By Rob Lewis

A photograph of Robson.

Sir Bobby Charlton represents everything that has been lost in English football. This mild mannered and thoroughly humble Geordie seems far removed from the glitz and glamour world of Premiership football, despite still being one of British sport’s most recognisable names. It seemed fitting on the eve of Malcolm Glazer’s takeover of Manchester United that I should be with the man who encapsulates the character that Manchester United, and football as a whole, have lost.

Now approaching 70, with his head noticeably lacking the famous Bobby Charlton comb-over, Sir Bobby is still instantly recognisable. If he were not so modest, he could legitimately claim he is England’s greatest ever footballer. Thirty two years after ending his playing career, Charlton still holds the record for the most goals scored in an England shirt. The 49 goals he notched up in 106 England caps is even more impressive as Charlton was essentially a midfielder.

Not only is he an England footballing legend, but more than anyone else Sir Bobby represents Manchester United. He is more Manchester United than Sir Alex Ferguson, Roy Keane and Ryan Giggs combined. Charlton was one of the great ‘Busby Babes’ and survived the Munich air crash of 1958, which cost the lives of eight team-mates. He scored twice as Manchester United beat Benfica to become the first English club to win the European Cup.

As United finally regained the European crown in 1999, television cameras focused on Sir Bobby beaming down on the new crop of Manchester United heroes from the stands of Barcelona’s Nou Camp. Sir Bobby brushes aside talk of him being one of football’s greatest players. “I was lucky,” he said. “I played for England when they were at their best and I played for Manchester United when they were at their best. At Manchester United we had some great, great players. I was really lucky."

Charlton’s main affection and fondest memories seem to be with the club he served rather than the World Cup winning England team he played for. “I have to separate the European Cup from the World Cup because the European Cup is so difficult to win. You had to be champions of your league to take part at that particular time. It’s hard enough winning your own championship, but then you have to play the best at overseas level."

The European Cup triumph of 1968 seems most pertinent to Sir Bobby. “That triumph was ten years in the making. The Munich air crash was a great tragedy because that team probably would have won the European Cup that year. They were really so good. In the years following Munich we felt we had a sense of destiny. “Football was different in those days. It was always exciting.

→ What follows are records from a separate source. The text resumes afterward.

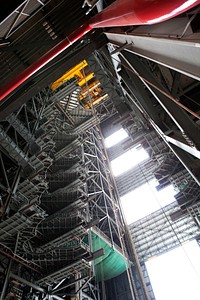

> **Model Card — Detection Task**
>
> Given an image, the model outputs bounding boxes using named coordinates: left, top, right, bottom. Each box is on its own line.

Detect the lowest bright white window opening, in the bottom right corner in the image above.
left=145, top=240, right=200, bottom=300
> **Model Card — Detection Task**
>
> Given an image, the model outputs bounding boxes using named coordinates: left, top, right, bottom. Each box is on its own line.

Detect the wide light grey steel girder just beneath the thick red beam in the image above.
left=106, top=30, right=200, bottom=80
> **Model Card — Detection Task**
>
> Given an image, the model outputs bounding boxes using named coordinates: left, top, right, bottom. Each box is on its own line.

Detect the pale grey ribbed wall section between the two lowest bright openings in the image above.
left=130, top=202, right=199, bottom=262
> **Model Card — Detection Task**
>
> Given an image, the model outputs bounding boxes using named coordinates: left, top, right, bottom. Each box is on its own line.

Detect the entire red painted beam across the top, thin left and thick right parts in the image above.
left=0, top=0, right=200, bottom=101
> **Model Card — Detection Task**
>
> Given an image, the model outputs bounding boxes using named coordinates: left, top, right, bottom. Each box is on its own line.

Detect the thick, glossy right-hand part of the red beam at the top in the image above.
left=90, top=0, right=200, bottom=28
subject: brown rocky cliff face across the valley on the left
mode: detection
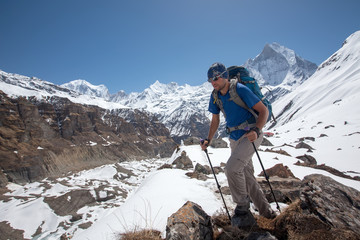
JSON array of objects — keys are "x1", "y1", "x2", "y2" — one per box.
[{"x1": 0, "y1": 91, "x2": 175, "y2": 187}]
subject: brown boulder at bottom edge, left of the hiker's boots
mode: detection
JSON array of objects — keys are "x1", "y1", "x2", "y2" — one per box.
[{"x1": 166, "y1": 201, "x2": 213, "y2": 240}]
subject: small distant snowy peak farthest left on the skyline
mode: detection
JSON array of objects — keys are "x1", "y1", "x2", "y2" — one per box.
[{"x1": 61, "y1": 79, "x2": 110, "y2": 99}]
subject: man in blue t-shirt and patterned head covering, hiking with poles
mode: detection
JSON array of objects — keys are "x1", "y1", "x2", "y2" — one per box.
[{"x1": 200, "y1": 63, "x2": 276, "y2": 227}]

We always had good players, exciting players, the coaching meant that you had to always be aggressive and go for it.

We were never defensive.” However, these are no longer such optimistic times for the club Sir Bobby served for his entire playing career and for whom he now sits on the board of directors. “I can’t talk about him, I can’t talk about him,” Sir Bobby quickly replies when asked about American businessman and likely future owner of Manchester United, Malcolm Glazer. He looks up and quips, “I’d like to, but I can’t talk about him."

Sir Bobby was happy to talk about other aspects of football, and is a keen follower of the modern game. “I think next season will be difficult for Chelsea,” he remarks. “What will happen is everybody will see what Chelsea’s assets are, they’ll work it out how to beat them. I don’t know how they’ll run Chelsea. They’re talking about another £100 million being spent in the summer, but you can only play eleven players."

Charlton had come to Oxford to speak at the Oxford Union in the Olympic debate. He is ambassador for London’s 2012 Olympic bid. “It’s a good city, London. It’s a fun city, there’s a sense of humour.” Is Charlton being a traitor to his adopted city of Manchester, where he has lived for 50 years, by supporting the London bid? “I don’t think Manchester could have got the games.

Manchester got the Commonwealth Games, and once Manchester lost the bid for 2000 I don’t think there was any point in thinking there was anyone other than London who could do it, so we’ll work hard to try and get London into the Olympic Games. “This is a good time for English sport. I think England can win the World Cup next year. We’re strong in central defence, which was always a problem for England before, but not any more. We’ve got creative midfield players.

I think we’ve as good a chance as anyone.” While spending time with Sir Bobby one cannot help but feel sad about the current state of English football. Charlton was a true professional. He always gave his all for his team. He played at the same club for the whole of his twenty year career, and was renowned for his gentlemanly spirit.

As the back pages of the newspapers are filled with the wrangle between Chelsea and Arsenal over Ashley Cole, and the various misdemeanours of Rio Ferdinand and Wayne Rooney, one longs for the likes of Bobby Charlton to return to the English game. Unfortunately the football world of Sir Bobby Charlton is over. One cannot help but feel regret at being unable to see Charlton play when he was at his peak in the 1960s, or the great England team that he played in.

It was a time when football meant more than just money, and the game was both enjoyable and accessible. But in the end, we’ll all just remember the comb-over. “Am I sad the comb-over has gone out of fashion?” Charlton asks, placing his hand on the patch of scalp where the famous strand of hair used to lie. “No, I should have got rid of it a lot earlier.” Damn right.